12.2 Upon termination, you must immediately cease use of the Software, uninstall the Software, and delete or destroy all copies of the Software and Documentation in your possession or control.
12.3 Sections intended by their nature to survive termination survive, including Sections 2, 6, 7, 8, 11, 12, 13, and 15.
12.4 No Refunds for Breach Termination. No refunds or credits will be issued if this Agreement is terminated due to your breach of Section 4 (Restrictions), Section 5 (Legal Compliance and Authorized Use), or the AUP, except where required by applicable law.
13. Third-Party Software
13.1 The Software may include or interact with third-party components that are subject to their own license terms. To the extent required, those terms apply to the third-party components.
14. Assignment; Export Control
14.1 You may not assign or transfer this Agreement or any rights hereunder without Deep Software’s prior written consent, except that you may assign this Agreement in connection with a merger, acquisition, corporate reorganization, or sale of substantially all assets, provided that the assignee agrees in writing to be bound by this Agreement.
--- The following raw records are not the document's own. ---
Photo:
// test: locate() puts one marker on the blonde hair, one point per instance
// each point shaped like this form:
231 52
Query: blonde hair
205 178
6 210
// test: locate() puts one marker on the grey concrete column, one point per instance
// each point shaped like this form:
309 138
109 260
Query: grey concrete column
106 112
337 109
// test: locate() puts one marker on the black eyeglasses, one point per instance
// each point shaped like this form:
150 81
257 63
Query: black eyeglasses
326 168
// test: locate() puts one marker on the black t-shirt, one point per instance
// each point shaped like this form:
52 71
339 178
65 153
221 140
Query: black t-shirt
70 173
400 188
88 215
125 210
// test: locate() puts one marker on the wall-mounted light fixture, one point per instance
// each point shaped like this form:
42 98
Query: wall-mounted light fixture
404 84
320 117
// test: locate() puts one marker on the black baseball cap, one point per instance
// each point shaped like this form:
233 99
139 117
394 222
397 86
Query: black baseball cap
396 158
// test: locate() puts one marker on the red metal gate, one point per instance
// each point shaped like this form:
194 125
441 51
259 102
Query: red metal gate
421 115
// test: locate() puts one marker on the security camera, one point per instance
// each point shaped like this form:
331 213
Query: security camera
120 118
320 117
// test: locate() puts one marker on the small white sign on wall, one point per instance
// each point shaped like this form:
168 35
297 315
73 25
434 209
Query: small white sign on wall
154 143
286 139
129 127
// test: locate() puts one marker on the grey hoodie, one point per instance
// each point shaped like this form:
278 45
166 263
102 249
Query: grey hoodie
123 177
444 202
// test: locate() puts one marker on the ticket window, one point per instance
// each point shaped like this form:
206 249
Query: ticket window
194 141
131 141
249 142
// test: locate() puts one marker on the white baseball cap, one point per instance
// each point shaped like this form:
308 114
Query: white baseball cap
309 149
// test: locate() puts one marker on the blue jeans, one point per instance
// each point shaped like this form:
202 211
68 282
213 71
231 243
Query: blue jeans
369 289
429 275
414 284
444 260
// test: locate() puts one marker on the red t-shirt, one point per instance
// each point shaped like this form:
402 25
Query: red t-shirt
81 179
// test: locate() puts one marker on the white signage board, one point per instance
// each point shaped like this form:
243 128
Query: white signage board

14.2 Export Control. The Software may be subject to Canadian, U.S., and international export laws and regulations. You agree not to export, re-export, transfer, or make available the Software (or any related technical data) to any country, person, or entity subject to applicable Canadian or U.S. embargoes or sanctions, or otherwise in violation of applicable export laws.
15. Governing Law and Jurisdiction
15.1 This Agreement shall be governed by, and construed under, the laws of the Province of British Columbia, Canada, without regard to conflict of law provisions.
15.2 You irrevocably submit to the exclusive jurisdiction of the courts located in British Columbia, Canada, and waive any defenses of lack of personal jurisdiction and forum non conveniens.
15.3 Class Action Waiver (To the Extent Permitted by Law). Any proceedings to resolve or litigate any dispute will be conducted solely on an individual basis. You agree not to seek to have any dispute heard as a class action or in any other proceeding in which either party acts or proposes to act in a representative capacity, to the extent permitted by applicable law.
16. Severability; No Waiver
16.1 If any provision in this Agreement is held to be invalid or unenforceable, such provision shall be adjusted rather than voided to achieve the intent of the parties to the extent permitted by law. If it cannot be so adjusted, it shall be struck and the remaining provisions shall remain in effect.
16.2 Deep Software’s failure to act with respect to a breach by you or any other party does not waive Deep Software’s right to act with respect to any subsequent or similar breaches.
17. Entire Agreement; Changes
17.1 This Agreement (including the AUP incorporated by reference) constitutes the entire agreement between the parties concerning the Software and supersedes prior or contemporaneous understandings regarding the Software.
17.2 This Agreement may not be modified except by a writing signed by a duly authorized officer of Deep Software. Notwithstanding the foregoing, Deep Software may update the AUP from time to time by posting an updated version at the URL above.
18. Reservation of Rights
18.1 Deep Software reserves all rights not expressly granted to you under this Agreement.
19. Uninstall if You Do Not Agree
19.1 If you do not agree with the terms of this Agreement, you must remove and uninstall all Software and related files from all storage devices and cease to use the Software.